Find all URLs on a Domain (New 2024)

Here are several ways to get all URLs from a domain. Depending on your use case, you can use a code or no-code solution.

Find all URLs on a website domain.

1. Website Sitemap (No Code Solution)

It's very common for a website to provide a sitemap, which can contain information about its available pages.

What is a sitemap?
A sitemap is a file where we provide information about the pages, videos, and other files on our site, and the relationships between them. Search engines like Google read this file to crawl your site more intelligently. Sitemaps can be in the form of XML files, which are more common and used by search engines, or HTML files, which are typically intended for human visitors.

Here is an example of our Blog's sitemap:

Sitemap example that includes pages information

Usually, you can find the URL to the website's sitemap on the feature (But that's not always the case!). You can also try accessing anydomain.com/sitemap.xml , sitemap.xml is most likely where people put their Sitemap file.

How to create a sitemap for your site?
There are many online tools that can help you with this. Try Googling "sitemap online generator".

2. Screaming Frog (No Code Solution)

Screaming Frog is a website crawler tool used primarily for SEO (Search Engine Optimization). It enables users to crawl websites' URLs and analyze various elements and data points.

Crawling all the pages is just one of the features that Screaming Frog offers. You can download Screaming Frog and try to find all available pages on a website for free.

Note: The free version has a 500 URL limitation. You can purchase the paid version for more features.

3. Search at Google

To find all available pages on a specific domain using Google, simply enter "site.com" into the Google search bar. This search query will return a list of indexed pages from that domain, helping you quickly identify the available content.

Find website pages on Google.

Caveat: Just like a Sitemap, the website author can decide whether to provide all the pages on the list by blocking a certain page with a robots.txt file.

Okay, we can Google for all the available pages, but how to collect this data?

Collect the results programmatically with SerpApi
Here at SerpApi, we focus on scraping search engines like Google, so you can grab the data programmatically without having to implement a web scraping solution on your own.

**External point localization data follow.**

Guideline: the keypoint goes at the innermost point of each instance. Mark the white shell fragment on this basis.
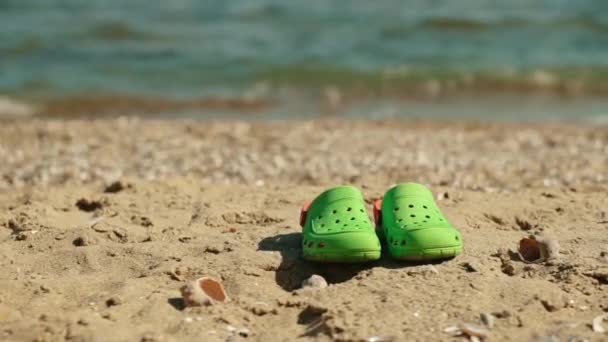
(203, 292)
(598, 327)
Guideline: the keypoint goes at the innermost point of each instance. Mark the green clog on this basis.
(337, 228)
(413, 226)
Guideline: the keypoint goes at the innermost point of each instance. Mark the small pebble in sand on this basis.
(598, 327)
(203, 292)
(534, 250)
(82, 241)
(315, 281)
(113, 301)
(115, 187)
(487, 319)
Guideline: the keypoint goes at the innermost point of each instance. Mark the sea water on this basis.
(381, 58)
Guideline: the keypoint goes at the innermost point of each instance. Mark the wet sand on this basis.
(84, 260)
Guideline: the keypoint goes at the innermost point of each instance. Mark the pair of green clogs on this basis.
(337, 228)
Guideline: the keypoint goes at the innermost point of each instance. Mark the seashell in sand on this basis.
(534, 250)
(597, 323)
(315, 281)
(203, 291)
(472, 331)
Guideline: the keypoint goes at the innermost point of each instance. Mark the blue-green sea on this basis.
(439, 58)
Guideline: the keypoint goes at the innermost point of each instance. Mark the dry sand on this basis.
(82, 261)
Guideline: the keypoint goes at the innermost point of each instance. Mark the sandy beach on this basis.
(102, 221)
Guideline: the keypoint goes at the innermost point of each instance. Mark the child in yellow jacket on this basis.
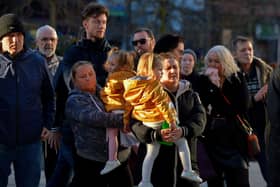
(152, 105)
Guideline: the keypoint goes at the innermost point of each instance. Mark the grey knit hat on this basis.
(10, 23)
(190, 51)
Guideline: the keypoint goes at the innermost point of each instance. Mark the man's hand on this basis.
(45, 134)
(54, 140)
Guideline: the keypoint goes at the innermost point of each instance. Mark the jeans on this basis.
(26, 160)
(64, 167)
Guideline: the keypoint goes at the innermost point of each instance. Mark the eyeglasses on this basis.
(45, 39)
(141, 41)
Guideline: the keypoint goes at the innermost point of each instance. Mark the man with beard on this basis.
(143, 41)
(93, 47)
(46, 43)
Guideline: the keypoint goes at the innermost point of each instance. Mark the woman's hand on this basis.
(169, 135)
(212, 74)
(176, 134)
(165, 134)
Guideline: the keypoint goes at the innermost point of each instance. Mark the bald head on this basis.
(46, 40)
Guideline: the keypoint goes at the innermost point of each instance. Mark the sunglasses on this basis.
(141, 41)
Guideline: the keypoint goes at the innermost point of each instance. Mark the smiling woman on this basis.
(85, 114)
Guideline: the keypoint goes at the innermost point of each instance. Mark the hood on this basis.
(139, 89)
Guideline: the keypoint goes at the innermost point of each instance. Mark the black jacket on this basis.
(95, 52)
(192, 117)
(224, 138)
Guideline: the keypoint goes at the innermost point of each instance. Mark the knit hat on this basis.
(10, 23)
(190, 51)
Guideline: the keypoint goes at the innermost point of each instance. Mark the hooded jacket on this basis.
(192, 117)
(27, 99)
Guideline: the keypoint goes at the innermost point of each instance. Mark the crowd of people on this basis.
(97, 114)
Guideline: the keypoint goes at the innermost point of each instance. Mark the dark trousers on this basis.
(231, 177)
(50, 158)
(87, 173)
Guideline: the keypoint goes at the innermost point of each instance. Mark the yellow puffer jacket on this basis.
(149, 101)
(112, 93)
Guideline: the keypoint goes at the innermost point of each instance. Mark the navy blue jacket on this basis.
(27, 99)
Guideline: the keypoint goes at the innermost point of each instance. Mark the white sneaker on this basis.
(145, 184)
(191, 175)
(110, 165)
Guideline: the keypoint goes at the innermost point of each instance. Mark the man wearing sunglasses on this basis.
(143, 41)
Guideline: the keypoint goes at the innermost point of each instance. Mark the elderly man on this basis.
(143, 41)
(46, 43)
(27, 105)
(258, 75)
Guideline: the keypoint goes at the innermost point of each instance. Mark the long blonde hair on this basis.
(123, 58)
(226, 59)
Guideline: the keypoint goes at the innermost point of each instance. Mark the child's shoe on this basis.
(145, 184)
(191, 175)
(110, 165)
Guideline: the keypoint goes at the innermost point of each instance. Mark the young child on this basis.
(152, 105)
(120, 65)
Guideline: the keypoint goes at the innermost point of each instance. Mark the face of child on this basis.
(112, 64)
(187, 64)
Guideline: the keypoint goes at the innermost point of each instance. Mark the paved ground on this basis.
(256, 180)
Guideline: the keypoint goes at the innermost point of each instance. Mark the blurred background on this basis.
(203, 23)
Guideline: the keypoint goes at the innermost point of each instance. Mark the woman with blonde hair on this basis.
(223, 91)
(152, 105)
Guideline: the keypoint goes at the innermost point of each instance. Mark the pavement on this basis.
(255, 177)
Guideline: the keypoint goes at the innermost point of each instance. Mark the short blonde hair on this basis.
(124, 58)
(226, 59)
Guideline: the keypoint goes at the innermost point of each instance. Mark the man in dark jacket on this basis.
(92, 47)
(273, 105)
(27, 105)
(257, 74)
(46, 43)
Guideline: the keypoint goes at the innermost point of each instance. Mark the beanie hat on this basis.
(191, 52)
(10, 23)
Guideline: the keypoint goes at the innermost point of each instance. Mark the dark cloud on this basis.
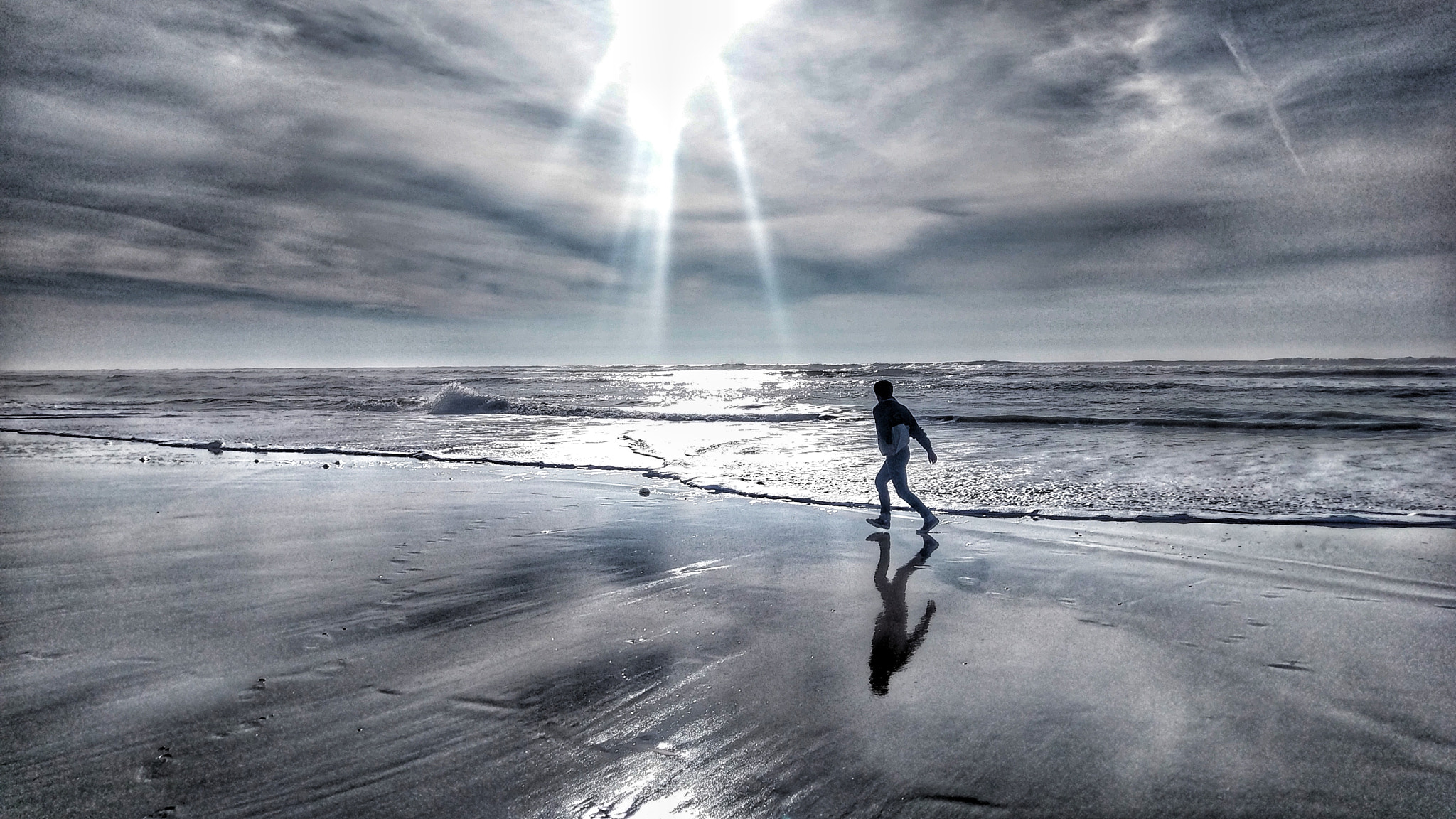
(408, 158)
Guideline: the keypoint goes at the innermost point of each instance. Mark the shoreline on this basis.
(218, 637)
(746, 488)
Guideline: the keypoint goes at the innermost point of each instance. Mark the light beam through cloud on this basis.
(663, 53)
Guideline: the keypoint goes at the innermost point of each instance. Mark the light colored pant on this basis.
(894, 473)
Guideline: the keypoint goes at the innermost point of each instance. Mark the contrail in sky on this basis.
(1231, 38)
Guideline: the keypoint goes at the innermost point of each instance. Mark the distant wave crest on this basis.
(456, 398)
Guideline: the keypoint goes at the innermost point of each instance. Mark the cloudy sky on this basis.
(417, 183)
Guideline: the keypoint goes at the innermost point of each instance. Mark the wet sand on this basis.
(204, 636)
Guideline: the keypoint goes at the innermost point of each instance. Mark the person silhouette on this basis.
(892, 646)
(894, 427)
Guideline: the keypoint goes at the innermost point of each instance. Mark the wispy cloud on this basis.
(410, 159)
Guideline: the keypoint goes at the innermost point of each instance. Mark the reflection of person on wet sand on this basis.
(892, 646)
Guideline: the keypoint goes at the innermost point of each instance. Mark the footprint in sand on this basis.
(316, 641)
(329, 669)
(161, 766)
(247, 727)
(255, 692)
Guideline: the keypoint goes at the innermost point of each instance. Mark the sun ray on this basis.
(757, 233)
(661, 54)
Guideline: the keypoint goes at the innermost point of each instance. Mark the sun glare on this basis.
(668, 50)
(661, 54)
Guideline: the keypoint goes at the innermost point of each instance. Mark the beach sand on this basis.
(198, 634)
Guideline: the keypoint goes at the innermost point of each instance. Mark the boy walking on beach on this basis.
(894, 427)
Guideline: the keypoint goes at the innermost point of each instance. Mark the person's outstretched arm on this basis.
(919, 434)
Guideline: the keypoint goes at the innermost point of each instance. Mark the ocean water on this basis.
(1343, 442)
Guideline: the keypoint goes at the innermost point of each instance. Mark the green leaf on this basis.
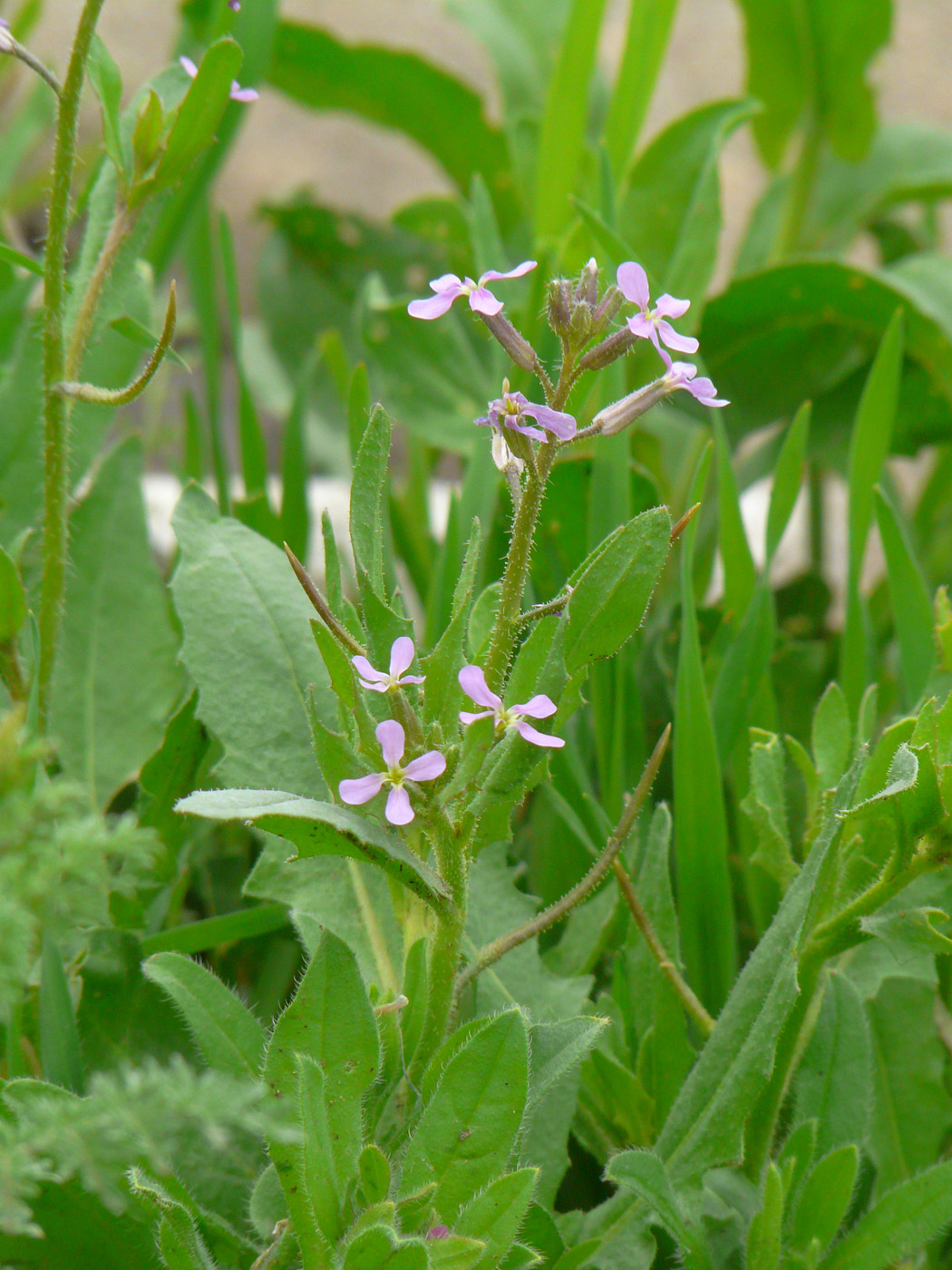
(196, 120)
(116, 679)
(13, 599)
(397, 91)
(564, 118)
(825, 1199)
(911, 1110)
(909, 599)
(497, 1215)
(787, 479)
(670, 218)
(704, 1126)
(869, 447)
(470, 1126)
(649, 28)
(834, 1081)
(613, 590)
(764, 1234)
(323, 1056)
(704, 902)
(245, 622)
(320, 829)
(56, 1022)
(228, 1035)
(899, 1225)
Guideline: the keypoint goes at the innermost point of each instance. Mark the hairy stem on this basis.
(56, 408)
(491, 952)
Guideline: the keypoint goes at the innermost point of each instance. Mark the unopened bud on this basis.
(617, 415)
(518, 348)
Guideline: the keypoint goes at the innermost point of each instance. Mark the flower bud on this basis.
(617, 415)
(518, 348)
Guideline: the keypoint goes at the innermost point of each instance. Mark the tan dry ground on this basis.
(365, 169)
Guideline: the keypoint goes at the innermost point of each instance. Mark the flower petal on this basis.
(365, 670)
(434, 307)
(668, 307)
(467, 717)
(397, 809)
(492, 275)
(683, 343)
(632, 283)
(427, 767)
(390, 736)
(402, 656)
(537, 738)
(482, 301)
(361, 790)
(472, 681)
(537, 708)
(552, 421)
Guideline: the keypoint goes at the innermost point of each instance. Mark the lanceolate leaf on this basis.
(320, 829)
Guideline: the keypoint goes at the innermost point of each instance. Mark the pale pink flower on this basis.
(472, 681)
(651, 323)
(402, 656)
(450, 286)
(427, 767)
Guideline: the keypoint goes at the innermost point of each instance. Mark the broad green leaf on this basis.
(323, 1056)
(497, 1215)
(787, 479)
(564, 118)
(834, 1081)
(196, 120)
(764, 1234)
(670, 219)
(612, 593)
(825, 1197)
(399, 91)
(765, 804)
(470, 1126)
(869, 447)
(56, 1022)
(770, 345)
(899, 1225)
(649, 28)
(704, 1126)
(320, 829)
(704, 904)
(249, 650)
(909, 599)
(911, 1111)
(116, 679)
(228, 1035)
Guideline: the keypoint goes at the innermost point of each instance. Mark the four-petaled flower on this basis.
(238, 93)
(427, 767)
(450, 286)
(472, 681)
(513, 409)
(650, 323)
(682, 375)
(402, 656)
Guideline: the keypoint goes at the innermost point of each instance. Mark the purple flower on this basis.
(448, 288)
(238, 93)
(427, 767)
(472, 681)
(511, 409)
(650, 323)
(402, 654)
(682, 375)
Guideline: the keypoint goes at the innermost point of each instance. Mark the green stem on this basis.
(56, 408)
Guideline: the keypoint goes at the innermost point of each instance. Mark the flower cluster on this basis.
(393, 738)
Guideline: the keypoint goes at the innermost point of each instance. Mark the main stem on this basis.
(56, 408)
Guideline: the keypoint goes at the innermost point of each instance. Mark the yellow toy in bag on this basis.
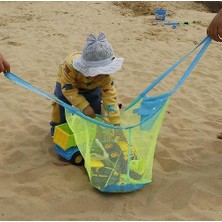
(117, 159)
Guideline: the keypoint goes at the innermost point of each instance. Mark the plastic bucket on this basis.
(160, 14)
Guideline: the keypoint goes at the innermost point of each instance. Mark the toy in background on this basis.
(65, 145)
(160, 17)
(160, 14)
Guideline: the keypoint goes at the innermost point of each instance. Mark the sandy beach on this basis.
(187, 170)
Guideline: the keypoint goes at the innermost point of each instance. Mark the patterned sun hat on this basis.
(97, 57)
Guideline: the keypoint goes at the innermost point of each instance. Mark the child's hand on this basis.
(88, 111)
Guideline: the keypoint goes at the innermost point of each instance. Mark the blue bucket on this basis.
(160, 14)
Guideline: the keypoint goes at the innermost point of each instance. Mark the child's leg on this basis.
(93, 96)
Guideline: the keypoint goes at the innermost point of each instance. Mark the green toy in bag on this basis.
(117, 159)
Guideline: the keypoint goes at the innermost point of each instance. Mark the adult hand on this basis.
(4, 65)
(88, 111)
(214, 30)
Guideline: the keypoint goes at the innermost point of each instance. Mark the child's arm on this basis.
(109, 97)
(67, 78)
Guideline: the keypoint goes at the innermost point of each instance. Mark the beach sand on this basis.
(187, 180)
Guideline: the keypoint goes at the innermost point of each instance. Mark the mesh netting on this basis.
(118, 160)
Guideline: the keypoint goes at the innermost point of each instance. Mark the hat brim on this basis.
(90, 71)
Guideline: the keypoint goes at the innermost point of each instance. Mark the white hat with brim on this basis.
(94, 68)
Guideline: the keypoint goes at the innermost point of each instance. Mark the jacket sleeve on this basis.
(67, 76)
(109, 97)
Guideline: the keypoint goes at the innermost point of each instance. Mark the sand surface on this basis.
(187, 172)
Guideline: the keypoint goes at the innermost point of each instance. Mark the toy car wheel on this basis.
(77, 159)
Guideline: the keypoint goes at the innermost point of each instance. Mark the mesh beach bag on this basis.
(120, 159)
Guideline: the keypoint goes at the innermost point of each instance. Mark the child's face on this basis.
(97, 78)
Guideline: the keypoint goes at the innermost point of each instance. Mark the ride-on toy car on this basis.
(65, 145)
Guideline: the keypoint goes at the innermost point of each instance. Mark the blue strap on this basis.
(47, 95)
(205, 41)
(74, 110)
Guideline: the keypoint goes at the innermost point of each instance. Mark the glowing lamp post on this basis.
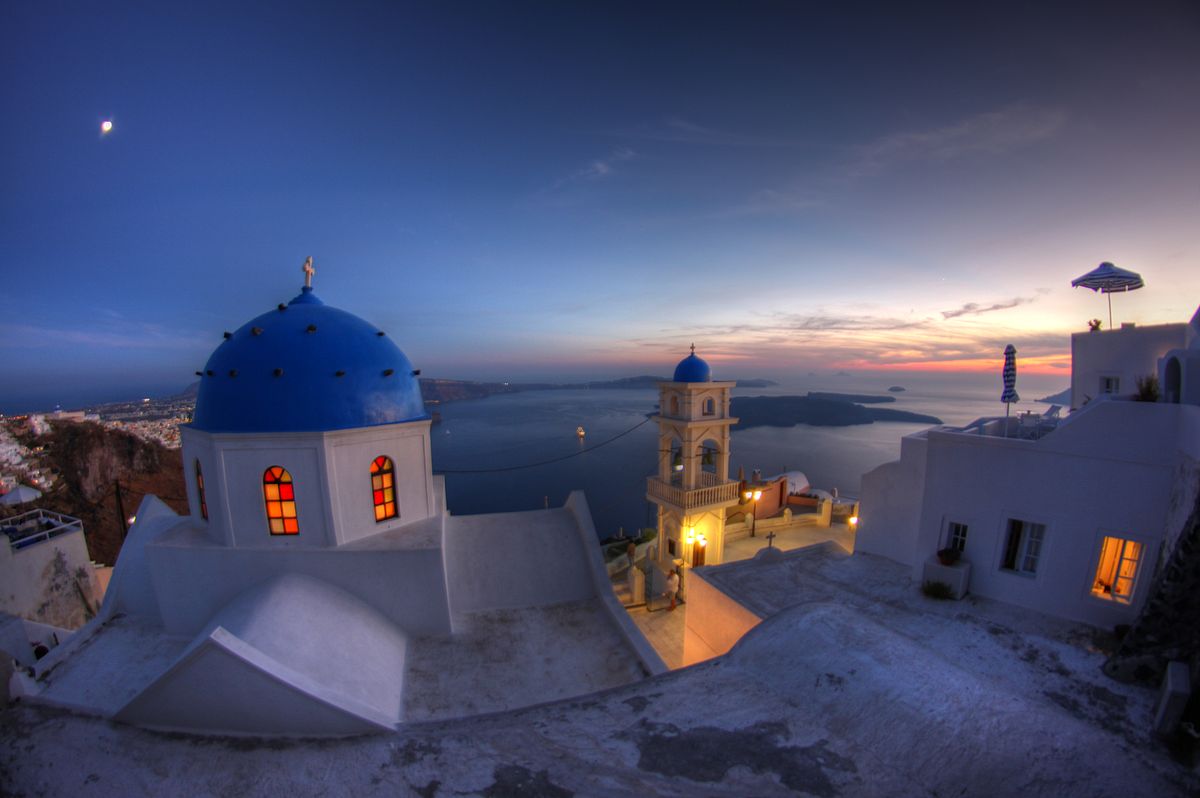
(753, 496)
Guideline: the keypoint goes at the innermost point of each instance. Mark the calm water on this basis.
(520, 429)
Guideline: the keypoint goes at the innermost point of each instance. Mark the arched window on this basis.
(281, 502)
(199, 491)
(383, 489)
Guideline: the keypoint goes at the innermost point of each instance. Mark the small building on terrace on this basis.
(1074, 517)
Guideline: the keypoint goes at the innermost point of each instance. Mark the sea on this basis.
(520, 451)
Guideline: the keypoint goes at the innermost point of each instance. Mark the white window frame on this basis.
(1024, 546)
(952, 538)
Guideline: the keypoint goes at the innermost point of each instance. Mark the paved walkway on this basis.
(665, 629)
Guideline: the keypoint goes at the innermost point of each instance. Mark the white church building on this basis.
(318, 562)
(1073, 517)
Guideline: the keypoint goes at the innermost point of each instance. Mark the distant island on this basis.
(817, 409)
(859, 399)
(1061, 397)
(451, 390)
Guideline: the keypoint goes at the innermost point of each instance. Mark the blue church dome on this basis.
(306, 367)
(693, 370)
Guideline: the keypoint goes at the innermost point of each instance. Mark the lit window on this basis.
(957, 535)
(383, 489)
(281, 502)
(1023, 546)
(1117, 569)
(199, 491)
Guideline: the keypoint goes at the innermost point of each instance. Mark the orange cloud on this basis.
(1055, 364)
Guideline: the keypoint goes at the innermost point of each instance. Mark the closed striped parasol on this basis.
(1109, 280)
(1009, 395)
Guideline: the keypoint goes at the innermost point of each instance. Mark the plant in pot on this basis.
(948, 556)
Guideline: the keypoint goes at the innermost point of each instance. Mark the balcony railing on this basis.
(700, 497)
(34, 527)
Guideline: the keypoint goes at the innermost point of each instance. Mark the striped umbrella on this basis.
(1009, 395)
(1108, 280)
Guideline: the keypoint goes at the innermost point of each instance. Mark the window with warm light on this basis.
(1117, 569)
(383, 489)
(1023, 546)
(199, 491)
(281, 502)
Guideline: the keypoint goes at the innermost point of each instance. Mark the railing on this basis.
(37, 526)
(719, 493)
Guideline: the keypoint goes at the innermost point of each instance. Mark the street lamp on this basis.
(754, 496)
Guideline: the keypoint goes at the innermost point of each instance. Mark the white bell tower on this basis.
(691, 487)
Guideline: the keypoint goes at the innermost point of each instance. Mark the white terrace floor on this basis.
(665, 629)
(855, 685)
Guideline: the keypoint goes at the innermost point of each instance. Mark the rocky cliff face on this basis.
(90, 461)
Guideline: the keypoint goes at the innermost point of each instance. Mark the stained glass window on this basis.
(1117, 569)
(383, 489)
(199, 491)
(281, 502)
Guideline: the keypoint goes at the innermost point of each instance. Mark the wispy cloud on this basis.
(988, 133)
(993, 133)
(859, 341)
(976, 309)
(125, 336)
(598, 169)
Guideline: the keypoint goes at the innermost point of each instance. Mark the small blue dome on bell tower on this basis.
(693, 370)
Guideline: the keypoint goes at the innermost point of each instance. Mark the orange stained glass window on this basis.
(383, 489)
(199, 491)
(1117, 569)
(281, 502)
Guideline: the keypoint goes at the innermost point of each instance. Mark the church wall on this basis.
(351, 455)
(515, 559)
(407, 586)
(197, 447)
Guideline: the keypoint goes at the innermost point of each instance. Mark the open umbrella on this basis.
(1108, 279)
(1009, 395)
(19, 495)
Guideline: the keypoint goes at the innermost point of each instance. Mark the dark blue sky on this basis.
(581, 190)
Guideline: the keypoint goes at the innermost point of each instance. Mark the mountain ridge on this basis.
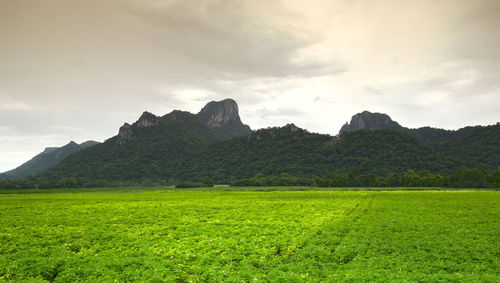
(214, 142)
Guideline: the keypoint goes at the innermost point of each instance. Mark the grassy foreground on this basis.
(284, 236)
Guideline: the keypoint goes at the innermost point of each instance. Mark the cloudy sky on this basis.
(78, 69)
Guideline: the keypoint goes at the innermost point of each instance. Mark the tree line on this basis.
(462, 178)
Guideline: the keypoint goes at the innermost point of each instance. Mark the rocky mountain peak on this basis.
(147, 119)
(371, 122)
(219, 113)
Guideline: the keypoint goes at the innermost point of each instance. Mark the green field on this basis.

Take a look at our Google Search Result API. Here is an example on our playground to grab a list of pages via Google Search: Response example.

SerpApi response example

The key organic_results includes all the information you need. You can then store these results on a CSV file or in an Excel format programmatically.

4. Implement your own scraping solution (NodeJS)

We can also write our own code for this. You can use any language you're comfortable with, but I'll use NodeJS.

Logic/Flow
Here is the step-by-step how to implement the logic to crawl all the pages on a website:

  • Send a request to the main page
  • Parse if there is any anchor tag (A tag in HTML) or any links
  • Check if the link belongs to this domain (it can be a relative or absolute path)
  • Scrape the new URL we got
  • Repeat the second step
  • Make sure to ignore if the URL already exists

The code sample in GitHub
The source code is available on GitHub

GitHub - hilmanski/website-url-crawler: A crawler to find all path or URLs on a website/domain
A crawler to find all path or URLs on a website/domain - hilmanski/website-url-crawler

Step-by-step Nodejs implementation

If you're curious how it's made, feel free to follow this tutorial.

Initiate a new project

Run npm init -y to start a new project

Install packages
We're using Axios to send the request and Cheerio to parse the page

npm i axios cheerio

Code
Here is the code implementation. Create a new file called index.js and paste this code in:

const axios = require('axios');
const cheerio = require('cheerio');
const url = require('url');

// Feel free to update with your own website URL
const websiteUrl = 'https://example.com';

async function scrapeWebsite(websiteUrl) {
  const visitedUrls = new Set();
  const urlsToVisit = [websiteUrl];
  const allLinks = new Set();

  while (urlsToVisit.length > 0) {
    const currentUrl = urlsToVisit.pop();

    if (visitedUrls.has(currentUrl)) continue;

    try {
      console.log(`Scraping: ${currentUrl}`);
      const response = await axios.get(currentUrl, { timeout: 10000 });
      visitedUrls.add(currentUrl);

      const $ = cheerio.load(response.data);

      $('a').each((i, link) => {
        const href = $(link).attr('href');
        if (href) {
          const absoluteUrl = url.resolve(websiteUrl, href);
          const parsedUrl = new URL(absoluteUrl);
          
          // Only process URLs from the same website
          if (parsedUrl.hostname === new URL(websiteUrl).hostname) {
            allLinks.add(absoluteUrl);
            if (!visitedUrls.has(absoluteUrl) && !urlsToVisit.includes(absoluteUrl)) {
              urlsToVisit.push(absoluteUrl);
            }
          }
        }
      });

      // Wait for a second before making the next request (Optional)
      await new Promise(resolve => setTimeout(resolve, 1000));
    } catch (error) {
      console.error(`Error scraping ${currentUrl}:`, error.message);
    }
  }

  return Array.from(allLinks);
}

scrapeWebsite(websiteUrl)
  .then(urls => {
    console.log('Scraped URLs:');
    urls.forEach(url => console.log(url));
    console.log(`Total unique URLs found: ${urls.length}`);
  })
  .catch(error => {
    console.error('Error:', error);
  });

I hope it's helpful. Feel free to try!